Honestly Patient Reader, I do not belittle nor do I consider trite the discomforts of menses.  But if the majority of you can use it as an excuse, then some of us can use it as a reason.  Agreed?

On top of all that, she tells him three times that they are through.  OK, fine . . .  they’re through.  The man has kept all the texts and emails of their relationship.  It’s all right there.  She even suggested that once his finances came in, he should make other arrangements of the aforementioned "agreement." 

Comforted by the lies disguised as promises, the man decides fuck it . . .  there’s no reason to be bored and alone . . .  perhaps conversations with other ladies isn’t such a bad thing after all . . .

So time passes.  Others are met and some friendships are formed, others not, and life goes on. 

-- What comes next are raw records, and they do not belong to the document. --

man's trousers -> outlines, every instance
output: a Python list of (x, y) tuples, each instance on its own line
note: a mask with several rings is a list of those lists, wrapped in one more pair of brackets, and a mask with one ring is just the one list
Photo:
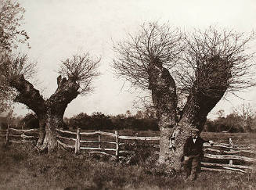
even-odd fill
[(189, 156), (188, 160), (184, 159), (183, 167), (186, 177), (189, 177), (190, 180), (195, 180), (197, 177), (197, 171), (200, 167), (200, 157), (199, 155)]

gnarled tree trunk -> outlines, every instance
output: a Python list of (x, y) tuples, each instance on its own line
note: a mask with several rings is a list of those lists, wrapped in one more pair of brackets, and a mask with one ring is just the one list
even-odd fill
[(23, 103), (33, 110), (39, 120), (39, 139), (37, 148), (52, 152), (58, 148), (56, 128), (63, 126), (63, 114), (67, 105), (79, 94), (79, 84), (59, 76), (58, 88), (51, 97), (44, 100), (39, 91), (21, 75), (12, 80), (11, 85), (19, 95), (14, 101)]
[(149, 88), (152, 91), (160, 131), (159, 163), (167, 163), (170, 168), (179, 170), (184, 144), (190, 134), (191, 127), (196, 126), (200, 131), (203, 130), (208, 113), (227, 88), (211, 96), (197, 91), (195, 84), (191, 88), (182, 114), (178, 120), (176, 87), (169, 71), (158, 60), (150, 65), (149, 75)]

Later, the relationship between the first woman and the man is restarted.  Remember, there was no agreement whatsoever that there was mutual exclusivity between the two.  He never once told the woman that he loved her, despite her frustrations.  He will not tell a lie just to make someone feel he is in love.  This reticence only makes his words more precious, do they not?  Wouldn't you rather know that the words of his mouth are honest than to hear he loves you when in fact he does not?
 There certainly was no agreement that he was never to see anyone ever again no matter what, even if she was no longer in the picture.

He sounds like Ross from Friends; that TV show from the Nineties:  “We were on a BREAK!” Ross would screech at Rachel in frustration.

Anyway, The Woman finds out that he made new friends, reneges on her absolute promise . . .  “I am not a vindictive woman . . .  and the aforementioned financial agreement is unilaterally dissolved.  And the expense in question is a necessity; it is essential to living in our times, and the loss cannot be rectified until January.

The man is not so upset with her.  It was in her nature to be that way.  He saw it a mile off, and yet he went ahead like a doofus.  That’s what upsets him most.  He knew better and still went ahead based simply on the smiling promises of another, despite a cedar chest full of ashes.

 There are, as they say, plenty more beautiful and smart and funny fish in the sea.  There are out there, I swear there are, even some that aren’t crazy as shithice mice.

I’m too fucking old to play games with y’all women.  You don’t get to decide how and when you slap someone away and then surprise them at their doorstep, trying to convince them that they misunderstood; that (some of) y'all didn’t really say that, or this, or whatever.  Then when the proof is shown to some of you, you tell us that your words cannot be used against you in the future.  What kind of Psycho Fucking Babble is that?


It appears that she is gone for good this time, which is perfect.  Now maybe I won’t drive her crazy anymore.